[Libav-user] QTKit -> Libav: has it ever been done?

Wed Mar 27 22:03:39 CET 2013

On Mar 27, 2013, at 1:08 PM, Paul B Mahol <onemda at gmail.com> wrote:
> Than use AV_SAMPLE_FMT_FLTP, you do not need to manually interleave samples.
> Each channel samples are put into separate frame->data[X] where X is channel
> number starting from 0.

SHAZZZAMMM!!!!

Paul, you are brilliant. Rather than rewrite the linear sample data as interleaved I took your advice, switched to planar AV_SAMPLE_FMT_S16P, pulled out each channel's data out of the AudioBufferList and set those buffer pointers in my uint8_t **sourceData structure, as in:

            sourceData[0] = audioBufferList->mBuffers[0].mData;
            sourceData[1] = audioBufferList->mBuffers[1].mData;

The audio is perfect (sounding that is). But for getting past that wall -- I thank *everyone* on the list who replied...dialog is progressive, every comment can raise new avenues to look into. I am now scratching my head a bit as to what VLC was up to manually interleaving -- seems like unnecessary work now -- but I suppose they have a common interleaved format QTKit captures need to be converted to for universal downstream libVLC processing.

Unfortunately, I cannot pop the champagne corks and blow off the fireworks quite yet. While the audio sounds great, the video timing is not aligned with the audio, and the video now freezes a short way in. While I enjoy the occasional Kung Fu Theater movie (probably dating myself a little there, that's a reference to Saturday afternoon English-dubbed karate movies as a kid), I'm guessing my customers won't find the humor. 

I am posting a link to the encoded FLV file: 

https://www.dropbox.com/s/wsol1pd9vv3adrz/Output.flv

If any of you experts could lend guidance to how to iron out these timing issues, I would be much obliged. My initial hunch is the setting of the AVPacket dts and pts values and/or use of av_interleaved_write_frame vs av_write_frameI posted another message a while back about this which was never replied to, but I'm not completely clear as to when to use either.
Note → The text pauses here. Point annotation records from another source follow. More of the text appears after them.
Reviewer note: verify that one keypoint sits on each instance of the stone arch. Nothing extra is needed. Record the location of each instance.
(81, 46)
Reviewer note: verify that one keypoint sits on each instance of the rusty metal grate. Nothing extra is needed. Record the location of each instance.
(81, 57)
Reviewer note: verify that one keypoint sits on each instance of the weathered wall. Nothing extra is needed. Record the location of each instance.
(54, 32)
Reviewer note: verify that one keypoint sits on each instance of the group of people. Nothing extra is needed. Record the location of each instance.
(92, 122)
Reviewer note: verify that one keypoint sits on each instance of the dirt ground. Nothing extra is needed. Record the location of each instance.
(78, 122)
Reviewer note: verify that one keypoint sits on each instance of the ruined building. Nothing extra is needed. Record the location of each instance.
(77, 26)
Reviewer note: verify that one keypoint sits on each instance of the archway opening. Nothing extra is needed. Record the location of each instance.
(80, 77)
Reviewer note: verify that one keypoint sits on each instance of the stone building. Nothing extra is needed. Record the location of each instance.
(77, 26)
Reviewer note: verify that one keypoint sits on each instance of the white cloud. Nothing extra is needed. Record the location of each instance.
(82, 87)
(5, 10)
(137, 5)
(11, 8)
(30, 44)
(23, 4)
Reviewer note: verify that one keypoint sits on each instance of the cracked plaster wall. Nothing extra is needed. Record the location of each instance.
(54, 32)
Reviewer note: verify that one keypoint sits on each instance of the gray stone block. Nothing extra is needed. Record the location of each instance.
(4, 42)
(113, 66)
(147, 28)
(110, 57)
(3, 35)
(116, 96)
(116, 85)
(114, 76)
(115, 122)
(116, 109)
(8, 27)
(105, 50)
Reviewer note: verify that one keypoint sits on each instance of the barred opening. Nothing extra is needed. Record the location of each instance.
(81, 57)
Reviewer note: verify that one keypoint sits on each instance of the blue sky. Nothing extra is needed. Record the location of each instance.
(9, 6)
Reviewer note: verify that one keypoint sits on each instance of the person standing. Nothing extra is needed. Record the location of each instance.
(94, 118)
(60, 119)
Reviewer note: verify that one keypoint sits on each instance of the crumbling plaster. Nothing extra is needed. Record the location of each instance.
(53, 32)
I've also had interesting results using each with only video, only audio, or both video and audio, so unless someone just happens to know off the top of their head what the problem is, I'll create videos for each scenario and pursue that discussion in a different thread, as this one has gotten lengthy, and the topic is somewhat shifting. 

But to conclude this thread -- a tremendous thank you to everyone who has contributed to the discussion. 

Cheers, 

Brad